We believe that this problem is what is leading to the different results for the same data set. We also believe that this problem is present in MATLAB versions of 2017a and previous versions. 2017b and beyond seem to be okay.

Have you experienced this problem and are there any solutions? Or did you already know this about the corr function and specifically chose to call it once on the entire matrix instead of looping through?

Thank you very much for you help!

Ginny Richard Axel Laboratory

epnev commented 6 years ago

@vd2309 I'm not sure this is the case. I just tried the following code

X = randn(1000,100);
y = randn(1000,1);
c1 = corr(X,y);
c2 = zeros(100,1);
for i = 1:100
    c2(i) = corr(X(:,i),y);
end

max(abs(c1-c2))

in Matlab 2017a and 2017b and in both cases the results are identical up to machine precision. How big are the differences you're seeing?

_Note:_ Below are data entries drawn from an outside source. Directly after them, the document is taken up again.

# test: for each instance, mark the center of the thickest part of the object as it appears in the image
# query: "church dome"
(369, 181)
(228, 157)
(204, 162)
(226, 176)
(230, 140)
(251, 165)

vd2309 commented 6 years ago

Hi, Eftychios

We have done some debugging and here is what we have found. Try running the code below on matlab 2018a and matlab 2015a. The difference between the two versions of corr function (ie matrix vs loop) in the 64 bit 2018a is order of 10^-7, while the difference on matlab 64 bit 2015a is -.0114 - a much larger difference.

temp = sin((1:1e6)/60);
X = repmat(.1*temp',1,100) + .01*randn(1e6,100) + 200;
X(1:1e5,:) = zeros(1e5,100);
X = single(X);
y = nanmean(X,2);
c1 = corr(X,y);

c2 = [];
for i = 1:100
    c2(i) = corr(X(:,i),y);
end

disp('diff')
mean(c1 - c2')

What we have concluded is that large, single precision, sparse matrices yield different results in the 2 versions of corr (ie the version where the matrix is the input versus the version where we calculate corr column by column) when we run the 2 versions on older matlab releases. We wanted to let you know because this may affect NORMCORRE users who are using older versions of matlab. Please confirm that you also are getting the same results as we did on the 2015a and 2018a matlab releases if you are able, and please advise.

Thanks very much! Ginny Richard Axel Laboratory

epnev commented 6 years ago

@vd2309 Thanks, I was able to reproduce that discrepancy between versions 2017a and 2017b. The problem is due to the single precision. I created an entry in the wiki pointing this out, thanks for noticing. It can be fixed by introducing an if command that checks versions but I'd rather not do it to avoid memory overhead.

In your case, I noticed that the data you created has the its 10% entries set to zero. This affects the numerical precision. In motion metrics you can use the bnd variable to determine the number of pixels that you want to trim from the boundaries. I suggest using that since it will give you more informative metrics. For example, if I remove these zeros from the calculation then the discrepancy between the two measures falls to 10^-5.